To assess Pulmonay Embolism (PE) prognosis stratified by the D-dimer assay.
Retrospective, longitudinal, continuous analysis of 135 patients admitted for an acute pulmonary embolism between 2000 and 2008 in a single center.Two groups were created based on the D-dimer level: A (n = 71) D-dimer ≤ 9.85 mg/ml; B (n = 42) D-dimer > 9.85 mg/ml. The primary end-point was a composite of in-hospital mortality and the need for escalation of treatment defined by one of the following: infusion of catecholamine, endotracheal intubation and cardiopulmonary resuscitation. A clinical follow up was performed targeting all cause mortality and PE recurrence (median time follow up 764 days).

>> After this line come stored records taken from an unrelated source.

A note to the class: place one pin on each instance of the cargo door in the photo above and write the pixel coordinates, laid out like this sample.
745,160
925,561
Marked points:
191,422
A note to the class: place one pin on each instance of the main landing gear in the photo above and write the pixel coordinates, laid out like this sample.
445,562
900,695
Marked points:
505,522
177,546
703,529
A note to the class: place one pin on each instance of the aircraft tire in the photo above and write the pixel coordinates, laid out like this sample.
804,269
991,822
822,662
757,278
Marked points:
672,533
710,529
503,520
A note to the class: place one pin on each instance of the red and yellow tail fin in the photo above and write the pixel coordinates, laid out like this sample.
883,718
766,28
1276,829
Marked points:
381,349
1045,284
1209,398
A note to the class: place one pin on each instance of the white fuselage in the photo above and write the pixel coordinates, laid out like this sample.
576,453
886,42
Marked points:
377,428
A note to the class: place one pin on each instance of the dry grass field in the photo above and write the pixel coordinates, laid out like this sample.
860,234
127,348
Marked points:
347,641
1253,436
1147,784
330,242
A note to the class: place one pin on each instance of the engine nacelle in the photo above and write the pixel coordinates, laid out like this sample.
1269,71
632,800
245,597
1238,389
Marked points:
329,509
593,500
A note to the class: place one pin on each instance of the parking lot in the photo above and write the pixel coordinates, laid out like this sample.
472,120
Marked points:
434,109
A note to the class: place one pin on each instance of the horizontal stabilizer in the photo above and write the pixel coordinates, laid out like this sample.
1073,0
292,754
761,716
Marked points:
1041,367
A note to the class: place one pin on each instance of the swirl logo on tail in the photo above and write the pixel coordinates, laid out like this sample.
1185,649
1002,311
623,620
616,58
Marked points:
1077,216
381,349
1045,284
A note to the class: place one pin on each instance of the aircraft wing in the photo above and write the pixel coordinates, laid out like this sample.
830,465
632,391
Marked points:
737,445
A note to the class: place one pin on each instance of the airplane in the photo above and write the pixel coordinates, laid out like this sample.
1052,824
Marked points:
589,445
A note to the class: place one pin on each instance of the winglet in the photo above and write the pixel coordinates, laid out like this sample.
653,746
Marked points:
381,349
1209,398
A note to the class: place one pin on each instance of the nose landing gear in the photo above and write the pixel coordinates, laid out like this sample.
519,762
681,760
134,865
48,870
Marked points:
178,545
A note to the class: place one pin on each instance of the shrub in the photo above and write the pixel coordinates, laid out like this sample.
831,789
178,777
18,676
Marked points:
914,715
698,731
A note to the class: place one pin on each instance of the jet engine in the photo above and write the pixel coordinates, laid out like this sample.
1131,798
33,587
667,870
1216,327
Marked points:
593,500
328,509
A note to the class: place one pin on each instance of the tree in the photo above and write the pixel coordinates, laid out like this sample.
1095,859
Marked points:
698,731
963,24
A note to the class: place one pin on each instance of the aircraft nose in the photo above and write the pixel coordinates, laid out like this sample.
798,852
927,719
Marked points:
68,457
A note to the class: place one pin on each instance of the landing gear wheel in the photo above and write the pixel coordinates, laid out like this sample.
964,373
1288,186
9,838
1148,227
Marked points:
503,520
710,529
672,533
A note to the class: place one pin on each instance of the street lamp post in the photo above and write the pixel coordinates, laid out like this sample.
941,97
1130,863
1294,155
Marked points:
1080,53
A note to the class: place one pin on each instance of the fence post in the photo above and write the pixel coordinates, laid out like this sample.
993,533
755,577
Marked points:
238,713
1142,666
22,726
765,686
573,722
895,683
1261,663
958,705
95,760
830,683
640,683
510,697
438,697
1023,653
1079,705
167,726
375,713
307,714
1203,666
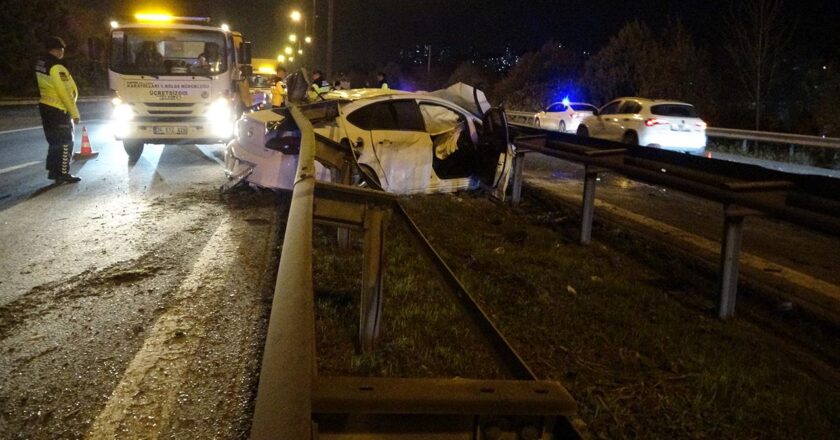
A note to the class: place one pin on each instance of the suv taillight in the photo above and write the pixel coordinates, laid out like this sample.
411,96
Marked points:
650,122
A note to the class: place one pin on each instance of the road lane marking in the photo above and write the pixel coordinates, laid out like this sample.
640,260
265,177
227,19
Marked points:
746,259
17,167
87,121
142,403
21,129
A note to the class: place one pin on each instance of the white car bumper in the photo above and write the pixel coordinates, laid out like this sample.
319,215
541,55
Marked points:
690,141
270,169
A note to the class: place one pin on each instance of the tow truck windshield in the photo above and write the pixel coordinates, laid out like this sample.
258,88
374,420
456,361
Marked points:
168,52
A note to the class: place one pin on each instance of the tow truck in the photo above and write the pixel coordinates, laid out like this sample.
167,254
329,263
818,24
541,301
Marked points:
176,80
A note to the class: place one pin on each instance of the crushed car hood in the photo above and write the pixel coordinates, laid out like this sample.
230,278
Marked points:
466,96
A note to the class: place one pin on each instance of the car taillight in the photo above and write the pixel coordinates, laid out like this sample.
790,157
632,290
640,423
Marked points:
654,121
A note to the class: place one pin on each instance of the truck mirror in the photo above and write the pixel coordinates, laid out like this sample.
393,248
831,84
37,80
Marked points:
246,52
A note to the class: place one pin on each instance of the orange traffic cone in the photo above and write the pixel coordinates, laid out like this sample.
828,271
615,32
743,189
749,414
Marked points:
87,152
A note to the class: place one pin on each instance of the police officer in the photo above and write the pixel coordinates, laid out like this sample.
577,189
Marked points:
58,109
380,80
278,91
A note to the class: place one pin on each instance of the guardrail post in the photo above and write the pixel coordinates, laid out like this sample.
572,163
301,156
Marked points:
370,306
730,250
343,176
516,177
589,180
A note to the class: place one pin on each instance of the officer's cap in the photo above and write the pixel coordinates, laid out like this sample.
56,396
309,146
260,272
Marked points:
53,42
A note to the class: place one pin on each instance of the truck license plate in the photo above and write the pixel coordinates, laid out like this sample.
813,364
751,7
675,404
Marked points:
170,130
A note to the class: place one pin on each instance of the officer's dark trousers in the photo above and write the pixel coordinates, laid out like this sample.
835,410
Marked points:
58,128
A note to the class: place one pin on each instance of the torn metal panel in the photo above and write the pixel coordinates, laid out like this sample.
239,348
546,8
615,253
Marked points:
412,143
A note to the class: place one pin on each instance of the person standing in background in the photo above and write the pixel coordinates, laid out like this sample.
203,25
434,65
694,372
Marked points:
58,109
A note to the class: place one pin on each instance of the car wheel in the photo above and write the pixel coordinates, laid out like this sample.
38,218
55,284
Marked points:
134,149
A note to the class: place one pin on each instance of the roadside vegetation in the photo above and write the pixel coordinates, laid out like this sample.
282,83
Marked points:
638,346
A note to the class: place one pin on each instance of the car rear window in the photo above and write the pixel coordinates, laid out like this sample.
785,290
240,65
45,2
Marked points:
583,108
630,107
678,110
389,115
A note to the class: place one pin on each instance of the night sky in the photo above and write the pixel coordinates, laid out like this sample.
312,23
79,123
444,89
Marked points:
373,31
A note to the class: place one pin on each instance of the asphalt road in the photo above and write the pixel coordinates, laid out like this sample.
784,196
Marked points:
133,301
136,299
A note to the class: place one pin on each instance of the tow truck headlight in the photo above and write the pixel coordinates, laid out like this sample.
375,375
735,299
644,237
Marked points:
120,116
123,112
220,117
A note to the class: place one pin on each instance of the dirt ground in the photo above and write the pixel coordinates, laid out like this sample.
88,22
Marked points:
166,345
628,327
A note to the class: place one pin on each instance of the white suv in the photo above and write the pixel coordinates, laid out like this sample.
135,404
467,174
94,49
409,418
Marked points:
564,116
670,125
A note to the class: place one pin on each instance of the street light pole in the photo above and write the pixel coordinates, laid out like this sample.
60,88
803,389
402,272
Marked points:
330,16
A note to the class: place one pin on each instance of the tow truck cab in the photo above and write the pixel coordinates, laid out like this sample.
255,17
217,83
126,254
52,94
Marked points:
176,82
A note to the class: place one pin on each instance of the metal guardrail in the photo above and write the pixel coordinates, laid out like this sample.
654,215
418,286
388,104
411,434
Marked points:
528,119
294,402
744,190
518,117
289,357
779,138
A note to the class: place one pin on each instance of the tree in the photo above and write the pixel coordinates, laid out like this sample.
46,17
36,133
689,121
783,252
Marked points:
637,63
25,26
618,68
539,77
755,35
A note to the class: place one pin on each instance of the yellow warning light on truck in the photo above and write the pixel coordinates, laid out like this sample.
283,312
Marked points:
153,17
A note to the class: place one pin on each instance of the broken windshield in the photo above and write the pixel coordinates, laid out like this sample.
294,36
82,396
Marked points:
146,51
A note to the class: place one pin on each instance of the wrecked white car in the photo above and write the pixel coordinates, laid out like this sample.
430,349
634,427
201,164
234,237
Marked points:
407,143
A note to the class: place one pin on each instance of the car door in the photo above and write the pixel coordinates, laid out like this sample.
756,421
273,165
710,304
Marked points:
627,118
552,117
604,126
398,145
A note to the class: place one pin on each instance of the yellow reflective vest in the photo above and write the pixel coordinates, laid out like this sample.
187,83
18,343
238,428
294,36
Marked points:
56,85
278,94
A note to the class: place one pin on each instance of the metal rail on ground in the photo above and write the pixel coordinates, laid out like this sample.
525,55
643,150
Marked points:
743,190
294,402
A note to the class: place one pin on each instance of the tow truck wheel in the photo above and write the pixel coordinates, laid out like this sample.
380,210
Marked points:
134,149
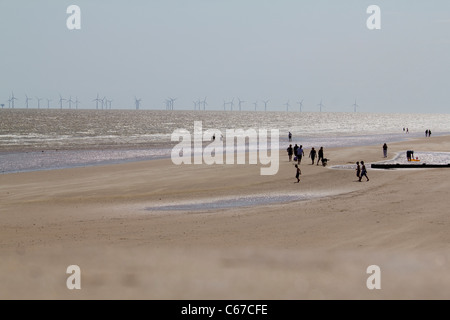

The mean D-dimer value for the population was 14.1 ± 22.3 mg/ml. A D-dimer of 9.85 had a 61.5% sensitivity and 66.6% specificity for the primary outcome. There were no differences between groups with respect to demographics. Both groups had a similar rate of cancer (13.3 vs 11.4% p = 0.78), venous insufficiency, deep vein thrombosis, heart failure, known thrombophilia, recent history of surgery and also with respect to clinical presentation. The rate of cardiogenic shock was similar between groups, but there were a higher rate of markers of right ventricular dysfunction and myocardial injury for group B (38.3 vs 64.7% p = 0.027). There were no correlation between the d-dimer, arterial blood gases, and cardiac biomarkers. Thrombolysis was performed in a similar rate for both groups (84.1 vs 82.7% p = 0.18), and there were no significant differences between them regarding bleeding rate. Seven percent of group A versus 19.0% of group B patients (p = 0.05) reached the primary endpoint, although at follow up the rate of the selected endpoint was similar for both groups (8.9 vs 10.0% p = 0.87). On a multivariate analysis that also included age, cardiogenic shock and thrombolysis, the D-dimer no longer remained significant for in-hospital outcome.
In our population D-dimer was a weak prognostic marker weather in the hospital, or in the medium term.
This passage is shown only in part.